Résumé

Pagan Mémoires d'un prisonnier en Russie… (1843)

Je le questionnai et ce fut lui qui m'apprit que les pauvres prisonniers vendaient leurs vêtements et mouraient ensuite de froid. Et toi, lui dis-je, comment te trouvestu? — Bien mal, capitaine. —Tu as de l'argent?— Oui, en arrivant, j'avais encore six doubles vieux louis de France; mais vous savez qu'avec cette monnaie on ne peut avoir un petit pain d'un sou.
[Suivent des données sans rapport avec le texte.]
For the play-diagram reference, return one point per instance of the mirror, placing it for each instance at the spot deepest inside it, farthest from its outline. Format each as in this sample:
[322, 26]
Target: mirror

Je le savais ; je n'ignorais pas non plus que les officiers russes changeaient l'or de France, faisant perdre moitié ; pour quarante francs ils en donnaient vingt, pour vingt ils en donnaient dix, monnaie du pays et jamais plus.
Source : Gallica

Pagan Mémoires d'un prisonnier en Russie… (1843)

Dans ce pays sauvage et ignorant, avec de l'or et de l'argent de France, on pouvait mourir de faim ; car, pour une pièce de quarante francs, pas plus que pour une de cinq, vous n'eussiez obtenu un petit pain d'un pétaque: ainsi, comme je l'ai fait observer, celui qui avait été assez heureux pour sauver cent fr., ne pouvait en retirer, en monnaie russe, qu'une valeur de cinquante; ce qui, au reste, valait encore mieux que de mourir de faim.
Source : Gallica

Pagan Mémoires d'un prisonnier en Russie… (1843)

Je trouvai mon pauvre cuirassier dans une espèce de grange où le jour pénétrait de toutes parts, couché à terre avec beaucoup d'autres, par un froid des plus horribles! Aucun ne pouvait calmer sa soif autrement qu'avec de la neige, et pas une miette de pain! puis, pour achever l'horreur de la position de ces hommes, ceux qui avaient conservé quelques vêtements passables les vendaient pour un morceau de pain, et gelaient dans la nuit. La vue d'une misère si cruelle m'ôta toute idée de lui faire des reproches. Je l'abordai en lui disant gaiement : On m'a dit que tu avais retrouvé mes billets?